Amarpal Chadha, tax partner, EY India, says, "There have been many improvements over the recent past in the way EPFO operates, the kind of facilities provided to contributors/employers like online facility, SMS alerts for monthly credit into the account, etc. Earlier, it was time-consuming to get a PF account transferred/withdrawal from the account. However, there has been significant improvement in the processing time over the recent past. Having said that, better coordination with employers and putting right control measures in place at the PF organisation might help in streamlining processes like PF transfer/withdrawal much better."

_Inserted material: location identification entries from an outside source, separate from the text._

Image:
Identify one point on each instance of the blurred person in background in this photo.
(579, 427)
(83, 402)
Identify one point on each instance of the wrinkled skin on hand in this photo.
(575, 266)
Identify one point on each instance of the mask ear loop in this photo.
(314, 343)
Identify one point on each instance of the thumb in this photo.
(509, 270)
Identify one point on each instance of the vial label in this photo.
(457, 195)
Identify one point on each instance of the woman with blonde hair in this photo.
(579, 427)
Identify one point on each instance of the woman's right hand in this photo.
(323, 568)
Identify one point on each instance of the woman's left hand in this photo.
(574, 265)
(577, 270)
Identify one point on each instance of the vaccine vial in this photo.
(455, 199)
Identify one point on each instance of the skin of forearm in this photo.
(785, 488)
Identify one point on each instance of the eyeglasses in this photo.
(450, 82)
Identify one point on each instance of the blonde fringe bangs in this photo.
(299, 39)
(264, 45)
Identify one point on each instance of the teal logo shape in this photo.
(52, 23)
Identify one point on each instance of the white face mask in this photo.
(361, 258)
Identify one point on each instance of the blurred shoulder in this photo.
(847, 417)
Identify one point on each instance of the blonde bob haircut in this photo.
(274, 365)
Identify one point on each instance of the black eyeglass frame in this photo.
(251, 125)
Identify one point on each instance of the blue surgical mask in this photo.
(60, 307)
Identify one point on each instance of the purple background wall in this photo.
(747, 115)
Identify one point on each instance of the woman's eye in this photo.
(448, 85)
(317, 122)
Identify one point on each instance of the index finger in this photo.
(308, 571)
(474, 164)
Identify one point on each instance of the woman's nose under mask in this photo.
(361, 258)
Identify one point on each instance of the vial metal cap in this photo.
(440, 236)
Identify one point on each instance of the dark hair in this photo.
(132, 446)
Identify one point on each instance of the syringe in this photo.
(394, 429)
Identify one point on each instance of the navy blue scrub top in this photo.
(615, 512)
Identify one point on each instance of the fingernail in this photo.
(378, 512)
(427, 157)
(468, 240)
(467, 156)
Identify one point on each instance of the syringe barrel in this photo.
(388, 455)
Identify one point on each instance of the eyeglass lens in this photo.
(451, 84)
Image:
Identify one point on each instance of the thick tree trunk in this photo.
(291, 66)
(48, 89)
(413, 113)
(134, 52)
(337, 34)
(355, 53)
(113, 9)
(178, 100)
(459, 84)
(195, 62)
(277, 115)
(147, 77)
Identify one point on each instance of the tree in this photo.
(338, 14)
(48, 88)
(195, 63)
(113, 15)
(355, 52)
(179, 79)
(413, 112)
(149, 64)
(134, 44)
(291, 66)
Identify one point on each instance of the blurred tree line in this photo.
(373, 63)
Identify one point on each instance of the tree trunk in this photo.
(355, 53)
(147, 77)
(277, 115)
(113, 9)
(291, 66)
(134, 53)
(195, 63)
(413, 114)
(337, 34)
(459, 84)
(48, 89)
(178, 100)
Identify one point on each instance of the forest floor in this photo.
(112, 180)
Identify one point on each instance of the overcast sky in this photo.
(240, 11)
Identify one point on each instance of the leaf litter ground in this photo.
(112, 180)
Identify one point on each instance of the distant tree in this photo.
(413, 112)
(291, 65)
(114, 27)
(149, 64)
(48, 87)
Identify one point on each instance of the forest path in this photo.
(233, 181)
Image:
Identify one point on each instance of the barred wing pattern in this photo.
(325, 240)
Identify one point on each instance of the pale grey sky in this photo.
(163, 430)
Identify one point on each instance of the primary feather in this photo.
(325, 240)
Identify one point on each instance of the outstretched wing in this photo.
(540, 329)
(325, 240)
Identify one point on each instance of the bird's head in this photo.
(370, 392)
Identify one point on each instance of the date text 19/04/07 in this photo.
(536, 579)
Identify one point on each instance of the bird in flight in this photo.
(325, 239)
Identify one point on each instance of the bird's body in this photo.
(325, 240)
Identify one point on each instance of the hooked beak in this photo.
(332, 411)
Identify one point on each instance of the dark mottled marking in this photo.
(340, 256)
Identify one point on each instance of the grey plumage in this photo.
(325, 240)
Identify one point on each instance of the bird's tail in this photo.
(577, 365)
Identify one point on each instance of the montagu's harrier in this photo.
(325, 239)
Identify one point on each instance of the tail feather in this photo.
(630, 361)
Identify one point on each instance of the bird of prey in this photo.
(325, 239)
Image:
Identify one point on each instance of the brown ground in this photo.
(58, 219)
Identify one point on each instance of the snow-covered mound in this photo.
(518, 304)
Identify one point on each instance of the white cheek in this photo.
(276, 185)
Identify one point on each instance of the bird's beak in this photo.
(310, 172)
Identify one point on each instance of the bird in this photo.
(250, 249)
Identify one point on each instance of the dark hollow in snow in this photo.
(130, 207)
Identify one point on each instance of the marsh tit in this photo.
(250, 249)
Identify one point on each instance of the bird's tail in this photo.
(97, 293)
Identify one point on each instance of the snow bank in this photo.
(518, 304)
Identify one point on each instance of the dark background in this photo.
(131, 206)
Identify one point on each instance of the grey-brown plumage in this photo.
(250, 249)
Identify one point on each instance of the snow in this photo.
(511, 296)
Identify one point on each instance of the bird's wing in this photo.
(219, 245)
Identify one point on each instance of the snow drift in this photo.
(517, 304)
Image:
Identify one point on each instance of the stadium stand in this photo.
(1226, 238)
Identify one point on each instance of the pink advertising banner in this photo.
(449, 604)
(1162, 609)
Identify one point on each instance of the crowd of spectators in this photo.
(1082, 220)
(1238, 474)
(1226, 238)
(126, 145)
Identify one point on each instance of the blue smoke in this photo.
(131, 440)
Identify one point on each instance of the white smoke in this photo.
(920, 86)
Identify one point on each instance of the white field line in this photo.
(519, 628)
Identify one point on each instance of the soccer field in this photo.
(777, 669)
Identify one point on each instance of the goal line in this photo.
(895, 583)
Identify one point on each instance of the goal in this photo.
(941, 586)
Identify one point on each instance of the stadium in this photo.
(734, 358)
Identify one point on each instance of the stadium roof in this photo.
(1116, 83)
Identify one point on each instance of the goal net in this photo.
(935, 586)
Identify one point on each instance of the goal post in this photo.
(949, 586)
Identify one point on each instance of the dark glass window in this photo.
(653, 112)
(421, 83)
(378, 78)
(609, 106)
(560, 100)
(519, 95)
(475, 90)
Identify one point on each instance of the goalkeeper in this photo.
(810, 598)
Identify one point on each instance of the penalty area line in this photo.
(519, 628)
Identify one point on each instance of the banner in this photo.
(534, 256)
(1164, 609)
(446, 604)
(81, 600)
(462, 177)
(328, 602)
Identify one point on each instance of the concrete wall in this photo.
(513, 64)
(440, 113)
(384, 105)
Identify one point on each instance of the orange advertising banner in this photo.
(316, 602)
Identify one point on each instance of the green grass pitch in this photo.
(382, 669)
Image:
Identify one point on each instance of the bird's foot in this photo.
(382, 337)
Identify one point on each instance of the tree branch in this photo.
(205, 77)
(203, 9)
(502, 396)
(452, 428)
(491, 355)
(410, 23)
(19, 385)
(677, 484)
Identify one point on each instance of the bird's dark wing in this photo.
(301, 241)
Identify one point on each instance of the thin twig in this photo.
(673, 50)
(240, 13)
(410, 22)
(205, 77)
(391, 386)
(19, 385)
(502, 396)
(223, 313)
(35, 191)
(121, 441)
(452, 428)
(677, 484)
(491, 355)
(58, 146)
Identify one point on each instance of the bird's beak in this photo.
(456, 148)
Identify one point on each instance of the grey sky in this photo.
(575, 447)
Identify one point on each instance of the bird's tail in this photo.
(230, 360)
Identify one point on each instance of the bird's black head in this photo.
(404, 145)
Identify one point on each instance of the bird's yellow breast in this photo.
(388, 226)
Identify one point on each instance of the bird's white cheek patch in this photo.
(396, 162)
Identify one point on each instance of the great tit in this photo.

THE RATIONALE BEHIND THE PROPOSALS
A senior EPFO official explains
Basic plus allowance: The labour ministry is yet to decide on a proposal to calculate provident fund based on basic pay and allowances. There is some opposition from employers, as this will mean more contribution from their side
Increasing pension contribution: The proposal to increase pension contribution from 58 to 60 years is only an enabling one; the contribution is voluntary, as some employees retire at the age of 60. Earlier, there was no provision to contribute towards pension after one is aged 58. The move will help subscribers, as they could earn interest on the additional contribution
Withholding 10% of the corpus: The proposal to withhold 10 per cent of the corpus till a subscriber is 50 is aimed at stabilising the UAN. The EPF should serve as a true social security, not like a savings bank account. In fact, in most developed countries, 30-40 per cent of an employer’s contribution is not given to the subscriber before retirement.